Recalling the way her husband went into a tailspin of depression as he filed appeals over and over again that didn't run across obscure VA paperwork objections, she declares, "They're doing to me the same things they did to Scott when he was alive."

At one point, she says, the VA granted her an extension to file an entreatment of the VA's deprival of her claim in federal court, then claimed that the aforementioned entreatment should be dismissed because it violated Tennessee's statute of limitations for malpractice claims. The VA's lawyers afterwards said the lawsuit should be dismissed because the local attorneys didn't file a 1-page zipper declaring that they themselves hadn't been sued for malpractice, a requirement later struck downwards by a court in another case.
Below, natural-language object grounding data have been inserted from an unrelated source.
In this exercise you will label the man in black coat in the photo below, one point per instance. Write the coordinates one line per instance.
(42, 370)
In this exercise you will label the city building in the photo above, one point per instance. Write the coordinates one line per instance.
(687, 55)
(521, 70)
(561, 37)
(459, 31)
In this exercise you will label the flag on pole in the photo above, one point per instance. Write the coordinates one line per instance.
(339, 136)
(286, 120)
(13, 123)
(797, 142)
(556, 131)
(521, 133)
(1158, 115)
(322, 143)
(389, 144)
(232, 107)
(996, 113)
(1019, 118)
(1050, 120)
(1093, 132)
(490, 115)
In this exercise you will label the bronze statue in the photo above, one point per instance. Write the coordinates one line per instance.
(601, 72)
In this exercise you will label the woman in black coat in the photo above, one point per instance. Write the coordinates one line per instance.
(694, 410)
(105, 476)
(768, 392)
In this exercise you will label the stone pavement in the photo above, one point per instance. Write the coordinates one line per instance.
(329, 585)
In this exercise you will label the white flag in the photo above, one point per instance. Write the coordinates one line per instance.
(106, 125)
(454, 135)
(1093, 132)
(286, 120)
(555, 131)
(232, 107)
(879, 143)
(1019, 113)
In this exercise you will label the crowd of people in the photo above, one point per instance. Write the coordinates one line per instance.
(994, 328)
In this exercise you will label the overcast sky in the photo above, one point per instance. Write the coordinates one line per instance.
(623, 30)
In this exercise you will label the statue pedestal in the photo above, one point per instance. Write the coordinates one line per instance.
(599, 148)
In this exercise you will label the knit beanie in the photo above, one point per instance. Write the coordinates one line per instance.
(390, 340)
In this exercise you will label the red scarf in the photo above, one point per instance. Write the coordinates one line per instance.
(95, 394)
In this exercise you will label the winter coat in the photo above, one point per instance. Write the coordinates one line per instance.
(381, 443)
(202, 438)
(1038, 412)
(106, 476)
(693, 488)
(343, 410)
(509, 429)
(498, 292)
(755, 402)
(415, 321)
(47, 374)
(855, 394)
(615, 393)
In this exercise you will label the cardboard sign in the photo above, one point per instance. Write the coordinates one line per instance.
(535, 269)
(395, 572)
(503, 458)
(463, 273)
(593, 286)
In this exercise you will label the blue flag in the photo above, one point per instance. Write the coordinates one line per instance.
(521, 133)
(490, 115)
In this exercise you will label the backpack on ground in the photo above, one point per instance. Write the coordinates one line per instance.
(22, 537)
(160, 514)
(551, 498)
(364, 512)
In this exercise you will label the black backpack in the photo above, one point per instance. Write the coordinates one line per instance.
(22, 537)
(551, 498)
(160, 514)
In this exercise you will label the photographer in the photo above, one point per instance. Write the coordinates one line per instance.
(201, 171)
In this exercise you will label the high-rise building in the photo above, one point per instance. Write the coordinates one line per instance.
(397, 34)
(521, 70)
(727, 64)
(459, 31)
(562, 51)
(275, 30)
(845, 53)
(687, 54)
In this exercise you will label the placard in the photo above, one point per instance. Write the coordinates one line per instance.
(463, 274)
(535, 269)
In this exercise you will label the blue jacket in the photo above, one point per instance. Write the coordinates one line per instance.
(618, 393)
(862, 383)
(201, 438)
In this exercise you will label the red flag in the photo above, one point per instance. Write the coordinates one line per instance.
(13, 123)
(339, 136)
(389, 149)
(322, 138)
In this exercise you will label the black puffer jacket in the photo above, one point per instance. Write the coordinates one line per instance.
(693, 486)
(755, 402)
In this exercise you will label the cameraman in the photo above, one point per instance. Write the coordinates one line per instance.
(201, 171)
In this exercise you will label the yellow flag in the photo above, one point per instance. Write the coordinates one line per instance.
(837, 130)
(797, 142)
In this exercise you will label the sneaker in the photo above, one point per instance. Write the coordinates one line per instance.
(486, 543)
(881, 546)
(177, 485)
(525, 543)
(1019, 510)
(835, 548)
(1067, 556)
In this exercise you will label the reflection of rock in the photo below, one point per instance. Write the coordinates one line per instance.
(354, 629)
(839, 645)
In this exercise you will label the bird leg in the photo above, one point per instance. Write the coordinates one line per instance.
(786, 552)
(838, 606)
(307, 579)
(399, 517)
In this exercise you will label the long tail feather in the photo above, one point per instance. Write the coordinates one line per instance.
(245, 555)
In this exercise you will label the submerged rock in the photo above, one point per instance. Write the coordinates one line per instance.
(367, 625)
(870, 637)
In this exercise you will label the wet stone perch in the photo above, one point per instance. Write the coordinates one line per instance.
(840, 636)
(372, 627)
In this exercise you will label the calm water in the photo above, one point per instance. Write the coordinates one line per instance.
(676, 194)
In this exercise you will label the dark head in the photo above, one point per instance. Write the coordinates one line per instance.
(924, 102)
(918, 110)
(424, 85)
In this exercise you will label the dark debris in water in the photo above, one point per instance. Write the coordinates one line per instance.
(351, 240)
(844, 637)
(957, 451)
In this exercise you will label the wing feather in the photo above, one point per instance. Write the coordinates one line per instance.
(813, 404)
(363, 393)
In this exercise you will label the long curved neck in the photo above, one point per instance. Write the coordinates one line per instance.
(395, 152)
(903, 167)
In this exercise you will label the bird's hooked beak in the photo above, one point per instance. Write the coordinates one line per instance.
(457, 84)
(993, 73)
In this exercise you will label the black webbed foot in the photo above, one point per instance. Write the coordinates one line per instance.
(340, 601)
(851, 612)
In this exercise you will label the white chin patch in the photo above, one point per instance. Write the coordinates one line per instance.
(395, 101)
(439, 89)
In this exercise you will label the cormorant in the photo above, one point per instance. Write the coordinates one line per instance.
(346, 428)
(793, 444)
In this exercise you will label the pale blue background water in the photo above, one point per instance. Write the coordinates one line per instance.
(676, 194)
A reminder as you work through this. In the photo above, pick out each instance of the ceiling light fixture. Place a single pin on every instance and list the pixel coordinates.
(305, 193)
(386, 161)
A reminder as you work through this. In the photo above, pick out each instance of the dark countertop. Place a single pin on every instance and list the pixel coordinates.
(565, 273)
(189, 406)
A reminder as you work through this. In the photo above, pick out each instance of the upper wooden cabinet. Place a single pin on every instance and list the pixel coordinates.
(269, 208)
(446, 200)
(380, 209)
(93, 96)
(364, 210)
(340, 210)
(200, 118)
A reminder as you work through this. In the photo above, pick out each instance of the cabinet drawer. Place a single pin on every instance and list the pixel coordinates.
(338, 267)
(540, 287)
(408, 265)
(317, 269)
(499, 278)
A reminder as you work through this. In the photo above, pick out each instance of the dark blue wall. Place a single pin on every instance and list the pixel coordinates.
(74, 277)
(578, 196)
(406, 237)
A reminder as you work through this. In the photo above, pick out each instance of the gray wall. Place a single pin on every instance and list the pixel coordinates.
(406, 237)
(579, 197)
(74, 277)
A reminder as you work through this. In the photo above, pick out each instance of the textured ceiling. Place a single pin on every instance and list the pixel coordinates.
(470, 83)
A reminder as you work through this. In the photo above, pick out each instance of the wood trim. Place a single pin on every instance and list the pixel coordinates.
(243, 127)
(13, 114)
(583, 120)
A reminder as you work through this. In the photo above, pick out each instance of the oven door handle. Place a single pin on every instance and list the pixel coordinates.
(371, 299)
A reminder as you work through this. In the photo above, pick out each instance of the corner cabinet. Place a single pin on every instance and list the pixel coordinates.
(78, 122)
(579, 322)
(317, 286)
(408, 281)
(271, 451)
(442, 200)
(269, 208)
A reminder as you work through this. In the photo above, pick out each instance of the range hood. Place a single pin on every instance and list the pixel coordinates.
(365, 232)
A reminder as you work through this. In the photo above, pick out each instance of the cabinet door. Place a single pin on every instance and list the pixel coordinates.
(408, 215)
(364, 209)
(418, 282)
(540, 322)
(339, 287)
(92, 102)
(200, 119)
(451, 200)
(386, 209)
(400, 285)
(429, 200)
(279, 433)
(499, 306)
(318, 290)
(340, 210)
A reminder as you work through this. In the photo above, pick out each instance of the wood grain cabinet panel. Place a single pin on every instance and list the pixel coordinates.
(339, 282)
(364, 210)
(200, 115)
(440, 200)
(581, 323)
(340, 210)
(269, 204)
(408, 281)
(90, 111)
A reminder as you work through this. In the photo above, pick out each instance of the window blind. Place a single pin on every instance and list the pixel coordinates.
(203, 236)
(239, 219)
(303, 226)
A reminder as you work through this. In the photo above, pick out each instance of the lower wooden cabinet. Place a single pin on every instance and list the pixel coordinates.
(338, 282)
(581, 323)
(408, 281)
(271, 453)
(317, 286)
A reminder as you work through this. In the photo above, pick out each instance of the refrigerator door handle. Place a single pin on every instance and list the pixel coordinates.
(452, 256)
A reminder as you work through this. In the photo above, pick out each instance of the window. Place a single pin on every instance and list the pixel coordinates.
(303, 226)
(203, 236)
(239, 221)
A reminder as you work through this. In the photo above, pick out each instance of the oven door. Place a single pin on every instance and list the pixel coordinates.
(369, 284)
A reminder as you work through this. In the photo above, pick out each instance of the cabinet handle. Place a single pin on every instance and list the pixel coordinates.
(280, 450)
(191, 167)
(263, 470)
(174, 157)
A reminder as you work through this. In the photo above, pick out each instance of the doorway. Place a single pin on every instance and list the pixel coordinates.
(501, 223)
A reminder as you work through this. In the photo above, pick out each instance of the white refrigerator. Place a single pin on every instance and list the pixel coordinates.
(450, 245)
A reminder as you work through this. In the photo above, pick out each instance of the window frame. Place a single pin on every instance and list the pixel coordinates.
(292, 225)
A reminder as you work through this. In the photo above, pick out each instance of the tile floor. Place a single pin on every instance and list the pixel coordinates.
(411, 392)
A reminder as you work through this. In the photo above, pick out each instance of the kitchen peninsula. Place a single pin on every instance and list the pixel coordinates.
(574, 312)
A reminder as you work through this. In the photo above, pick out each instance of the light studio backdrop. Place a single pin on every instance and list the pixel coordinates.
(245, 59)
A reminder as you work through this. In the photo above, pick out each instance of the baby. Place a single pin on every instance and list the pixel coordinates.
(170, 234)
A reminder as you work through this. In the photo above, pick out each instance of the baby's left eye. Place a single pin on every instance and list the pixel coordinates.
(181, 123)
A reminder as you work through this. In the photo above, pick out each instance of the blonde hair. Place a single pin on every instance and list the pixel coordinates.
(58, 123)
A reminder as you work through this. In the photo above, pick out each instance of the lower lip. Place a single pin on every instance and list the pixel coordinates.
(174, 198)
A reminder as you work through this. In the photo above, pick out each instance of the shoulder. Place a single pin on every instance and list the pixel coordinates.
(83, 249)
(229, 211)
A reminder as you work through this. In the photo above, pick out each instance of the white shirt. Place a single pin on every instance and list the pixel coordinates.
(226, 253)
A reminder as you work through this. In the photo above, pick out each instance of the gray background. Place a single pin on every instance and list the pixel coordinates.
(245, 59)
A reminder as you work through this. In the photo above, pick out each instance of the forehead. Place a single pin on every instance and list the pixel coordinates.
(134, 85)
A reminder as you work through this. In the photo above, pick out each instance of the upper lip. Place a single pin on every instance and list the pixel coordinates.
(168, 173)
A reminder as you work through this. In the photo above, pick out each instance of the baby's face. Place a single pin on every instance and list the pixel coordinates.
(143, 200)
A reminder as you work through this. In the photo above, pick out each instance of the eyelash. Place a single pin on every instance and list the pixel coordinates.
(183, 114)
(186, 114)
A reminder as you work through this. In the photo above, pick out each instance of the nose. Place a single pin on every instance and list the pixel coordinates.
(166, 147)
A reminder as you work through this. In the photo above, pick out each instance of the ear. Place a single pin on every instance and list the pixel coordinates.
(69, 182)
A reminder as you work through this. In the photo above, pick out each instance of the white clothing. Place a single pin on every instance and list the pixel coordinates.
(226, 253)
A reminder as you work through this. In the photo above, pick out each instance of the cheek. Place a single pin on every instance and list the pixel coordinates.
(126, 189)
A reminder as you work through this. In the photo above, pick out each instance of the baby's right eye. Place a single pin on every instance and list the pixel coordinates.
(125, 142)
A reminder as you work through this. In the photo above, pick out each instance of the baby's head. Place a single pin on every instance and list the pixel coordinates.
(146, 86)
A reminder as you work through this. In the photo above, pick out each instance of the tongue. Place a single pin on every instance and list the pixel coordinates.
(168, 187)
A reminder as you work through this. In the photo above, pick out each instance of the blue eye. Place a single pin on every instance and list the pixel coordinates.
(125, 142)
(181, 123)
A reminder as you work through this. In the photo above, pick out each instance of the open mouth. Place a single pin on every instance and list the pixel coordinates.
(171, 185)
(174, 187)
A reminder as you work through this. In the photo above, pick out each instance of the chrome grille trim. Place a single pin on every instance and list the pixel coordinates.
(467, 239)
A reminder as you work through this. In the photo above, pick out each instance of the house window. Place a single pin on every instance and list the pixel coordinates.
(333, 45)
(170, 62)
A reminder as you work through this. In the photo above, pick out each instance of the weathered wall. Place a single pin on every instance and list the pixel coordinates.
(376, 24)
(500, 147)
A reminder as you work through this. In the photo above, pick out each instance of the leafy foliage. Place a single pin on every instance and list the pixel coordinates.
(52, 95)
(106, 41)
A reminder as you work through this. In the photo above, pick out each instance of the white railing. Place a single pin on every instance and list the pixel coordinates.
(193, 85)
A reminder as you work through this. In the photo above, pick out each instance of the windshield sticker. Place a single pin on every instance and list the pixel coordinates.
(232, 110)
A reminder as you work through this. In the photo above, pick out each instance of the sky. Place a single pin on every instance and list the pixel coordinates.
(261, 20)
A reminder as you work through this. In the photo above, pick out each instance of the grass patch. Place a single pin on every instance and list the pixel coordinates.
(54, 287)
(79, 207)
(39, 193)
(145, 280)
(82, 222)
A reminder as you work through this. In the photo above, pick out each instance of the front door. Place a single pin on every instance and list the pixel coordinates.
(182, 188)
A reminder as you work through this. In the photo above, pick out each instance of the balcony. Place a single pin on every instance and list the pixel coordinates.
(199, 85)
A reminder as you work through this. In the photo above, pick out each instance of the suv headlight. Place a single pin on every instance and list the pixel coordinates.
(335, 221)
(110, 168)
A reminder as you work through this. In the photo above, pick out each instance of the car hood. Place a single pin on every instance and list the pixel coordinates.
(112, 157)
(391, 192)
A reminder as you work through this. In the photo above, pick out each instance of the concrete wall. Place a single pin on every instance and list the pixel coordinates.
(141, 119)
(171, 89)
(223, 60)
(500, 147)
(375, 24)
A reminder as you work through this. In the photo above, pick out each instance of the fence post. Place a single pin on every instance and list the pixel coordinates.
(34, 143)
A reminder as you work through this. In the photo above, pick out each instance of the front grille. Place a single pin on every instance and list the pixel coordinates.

That has been followed past most five years of costly battles in state and federal entreatment courts over a technical issue so arcane and absurd it surely must be a satiric fabrication. "All I'm request is for a take a chance to fence my case on its merits, non on technicalities," Eiswert pleaded later on well-nigh a decade of waiting for justice from the VA for her husband's suicide. That tragedy, her fragile emotional state and her economic desperation have all wreaked havoc on her unabridged family.

These days, she'due south using almost of the greenbacks from Scott's life insurance policy to help pay for expensive psychiatric hospitalizations and other unsuccessful mental health care for her youngest teenage girl, who is suffering from PTSD, deep low and multiple suicide attempts after her begetter'south expiry. The girl has also been re-traumatized past some other family suicides, including by Tracy'south one-half-brother. "Just two weeks ago, she tried to kill herself," she reports. "I feel similar I'm all by myself trying to save my daughter'due south life.

All the while, she says: "The VA has really dragged this out. They keep twisting the pocketknife."